Diğer yandan Rusya’nın, Suriye ve Irak’ın toprak bütünlüğü, Esat rejimi ile işbirliği yapılması önerilerini andıran çıkışları da sanırım ordunun baskısıyla dile getirmektedir.

İsmet paşa ile başlayan, İngiliz-ABD’ye dönsek Rus, Menderes’te olduğu gibi Rus’a dönsek ardımıza İngiliz-ABD haçlı tekmeleri yeme alışkanlığımızdan hala taviz vermemekte de direniyoruz.

Hem içeriden, hem dışarıdan böylesine bölücü, yıkıcı, dindar ve kindar bir Haçlı Seferini bu devlet, bu idarecilerle, “sağ-salim” atlatabilir mi?

Bunu halkın olaylara tepkileri belirleyecektir.

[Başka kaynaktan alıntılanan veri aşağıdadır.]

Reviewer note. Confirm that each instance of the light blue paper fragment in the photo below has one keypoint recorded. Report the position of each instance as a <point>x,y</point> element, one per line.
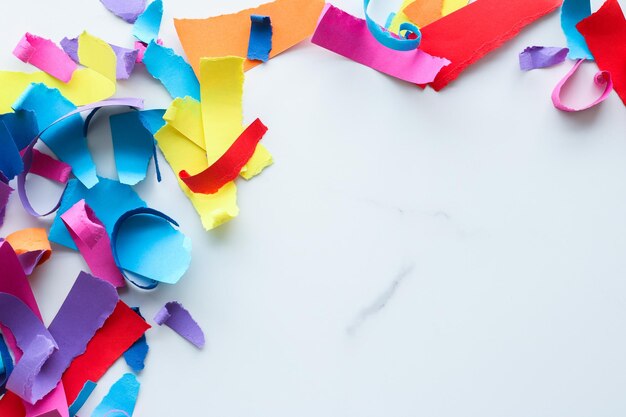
<point>150,246</point>
<point>172,70</point>
<point>121,399</point>
<point>132,145</point>
<point>147,25</point>
<point>82,398</point>
<point>66,138</point>
<point>572,12</point>
<point>109,199</point>
<point>260,43</point>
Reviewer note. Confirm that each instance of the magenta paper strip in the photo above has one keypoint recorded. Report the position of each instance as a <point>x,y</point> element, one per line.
<point>349,36</point>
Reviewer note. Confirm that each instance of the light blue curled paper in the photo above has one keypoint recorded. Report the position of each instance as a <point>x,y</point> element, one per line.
<point>572,12</point>
<point>391,40</point>
<point>147,25</point>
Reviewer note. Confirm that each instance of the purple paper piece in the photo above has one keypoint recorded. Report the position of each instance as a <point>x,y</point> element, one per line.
<point>176,317</point>
<point>535,57</point>
<point>33,339</point>
<point>89,303</point>
<point>129,10</point>
<point>126,58</point>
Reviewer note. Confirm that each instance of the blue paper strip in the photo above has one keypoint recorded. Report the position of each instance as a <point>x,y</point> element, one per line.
<point>389,39</point>
<point>121,399</point>
<point>133,147</point>
<point>147,25</point>
<point>260,43</point>
<point>11,163</point>
<point>135,356</point>
<point>66,138</point>
<point>172,70</point>
<point>109,199</point>
<point>82,398</point>
<point>572,12</point>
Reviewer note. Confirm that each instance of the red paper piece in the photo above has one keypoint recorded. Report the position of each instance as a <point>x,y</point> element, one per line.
<point>120,331</point>
<point>228,166</point>
<point>473,31</point>
<point>605,33</point>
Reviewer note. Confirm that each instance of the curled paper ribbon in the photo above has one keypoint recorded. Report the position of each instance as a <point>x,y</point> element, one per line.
<point>389,39</point>
<point>173,260</point>
<point>602,78</point>
<point>28,152</point>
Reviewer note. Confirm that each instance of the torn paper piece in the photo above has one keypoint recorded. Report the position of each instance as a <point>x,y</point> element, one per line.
<point>182,154</point>
<point>82,398</point>
<point>177,318</point>
<point>605,33</point>
<point>499,21</point>
<point>119,332</point>
<point>121,399</point>
<point>93,242</point>
<point>535,57</point>
<point>125,58</point>
<point>175,74</point>
<point>348,36</point>
<point>129,10</point>
<point>66,139</point>
<point>228,166</point>
<point>147,25</point>
<point>602,80</point>
<point>89,303</point>
<point>133,147</point>
<point>31,241</point>
<point>11,163</point>
<point>221,90</point>
<point>390,39</point>
<point>572,12</point>
<point>31,337</point>
<point>146,243</point>
<point>45,55</point>
<point>135,356</point>
<point>109,199</point>
<point>87,85</point>
<point>292,20</point>
<point>260,43</point>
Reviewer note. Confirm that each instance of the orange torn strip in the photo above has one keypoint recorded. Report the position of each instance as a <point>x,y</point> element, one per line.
<point>292,21</point>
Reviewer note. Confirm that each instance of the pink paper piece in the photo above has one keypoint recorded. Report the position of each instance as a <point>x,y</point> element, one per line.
<point>45,55</point>
<point>50,168</point>
<point>349,36</point>
<point>176,317</point>
<point>602,78</point>
<point>92,240</point>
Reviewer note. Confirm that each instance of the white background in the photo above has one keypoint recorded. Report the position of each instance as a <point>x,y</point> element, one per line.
<point>410,253</point>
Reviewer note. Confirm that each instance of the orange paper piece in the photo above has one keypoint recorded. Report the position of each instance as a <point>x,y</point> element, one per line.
<point>227,35</point>
<point>31,240</point>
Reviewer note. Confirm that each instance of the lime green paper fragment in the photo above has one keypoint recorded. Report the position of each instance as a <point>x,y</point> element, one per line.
<point>87,85</point>
<point>221,93</point>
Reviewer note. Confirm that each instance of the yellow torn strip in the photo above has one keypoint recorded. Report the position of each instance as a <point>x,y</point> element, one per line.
<point>183,154</point>
<point>221,93</point>
<point>87,85</point>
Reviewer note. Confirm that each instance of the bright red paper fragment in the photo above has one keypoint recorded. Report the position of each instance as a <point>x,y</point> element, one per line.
<point>120,331</point>
<point>473,31</point>
<point>228,166</point>
<point>605,33</point>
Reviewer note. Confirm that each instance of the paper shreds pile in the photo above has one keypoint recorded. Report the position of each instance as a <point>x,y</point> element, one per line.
<point>204,138</point>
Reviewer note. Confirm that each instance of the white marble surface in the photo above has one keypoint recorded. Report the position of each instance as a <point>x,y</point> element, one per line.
<point>410,253</point>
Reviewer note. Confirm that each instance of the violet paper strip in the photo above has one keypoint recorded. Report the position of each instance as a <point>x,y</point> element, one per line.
<point>535,57</point>
<point>45,55</point>
<point>349,36</point>
<point>92,240</point>
<point>601,79</point>
<point>89,303</point>
<point>177,318</point>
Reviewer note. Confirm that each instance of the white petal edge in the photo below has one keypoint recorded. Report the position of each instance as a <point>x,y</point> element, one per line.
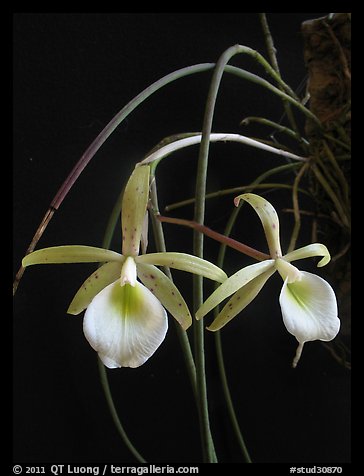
<point>232,284</point>
<point>125,325</point>
<point>309,309</point>
<point>240,300</point>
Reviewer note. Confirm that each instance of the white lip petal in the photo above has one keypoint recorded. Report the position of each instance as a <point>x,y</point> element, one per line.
<point>309,308</point>
<point>125,325</point>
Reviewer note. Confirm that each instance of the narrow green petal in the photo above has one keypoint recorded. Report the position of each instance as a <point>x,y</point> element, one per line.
<point>128,272</point>
<point>316,249</point>
<point>269,218</point>
<point>133,209</point>
<point>70,254</point>
<point>232,284</point>
<point>102,277</point>
<point>167,293</point>
<point>309,308</point>
<point>240,300</point>
<point>184,262</point>
<point>288,271</point>
<point>125,325</point>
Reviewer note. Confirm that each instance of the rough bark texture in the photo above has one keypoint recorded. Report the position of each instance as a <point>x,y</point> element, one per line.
<point>327,53</point>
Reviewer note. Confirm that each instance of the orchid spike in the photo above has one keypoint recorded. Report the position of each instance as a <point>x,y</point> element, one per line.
<point>307,301</point>
<point>125,320</point>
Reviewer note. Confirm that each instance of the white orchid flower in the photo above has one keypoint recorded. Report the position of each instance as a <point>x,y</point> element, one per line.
<point>307,301</point>
<point>125,320</point>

O tepkiler de hep aynı aydın kesimin çabalarıyla belirli bir kesime hitap edebilen tepkiler olarak kaldığından, halkın ülke ve dünya gerçeklerini görmesi engellendiğinden, halkın yılgınlığından bir tepki gelebilir mi endişesi de yok değil.

Aklıma bir zamanların enkırmanı Reha Muhtar geldi.
Haber programlarını açarken;
“Nerde bu devlet nerde bu millet ?” sloganını kullanırdı.

Her sıkılan bu sloganı bir şekilde kullanırdı.

Ben bile bu sloganı çok kullananlardan birisiydim.

“Nerde bu devlet, nerde bu millet, nerde pijamalarım, nerde benim karılarım?” şeklinde kullanırdım.
Haçlı işgalinin başlamasıyla mabadı kabarmış, işbirlikçi ayrılıkçı, bölücü hareketin iyice azdığı, sistemli demografik yapıya yönelik göçlerin yapıldığı, güvenlik güçlerinin sahipsiz bırakılıp boyunlarının bastırıldığı, hain bürokratların koltukları, çıkarları uğruna her şeyin üstüne yattıkları, halkın şaşkınlaştığı, hainlerin galeyana gelip coştuğu, devletin ise sindiği bu dönemeç, en tehlikeli dönemeçtir. Bunu sağ salim atlatabilirsek büyük  tehlike atlatmış olacağız.


Aslında, sorunun kaynağı tek kutuplu döneme geçiş olan 1980-1990'larda askeri cunta ile Turgut Özal'ın, ABD  derin devleti ile hazırladığı siyasetlerin faturasını ödediğimizi de hepimizin bilmesi, hatırlaması gerekir.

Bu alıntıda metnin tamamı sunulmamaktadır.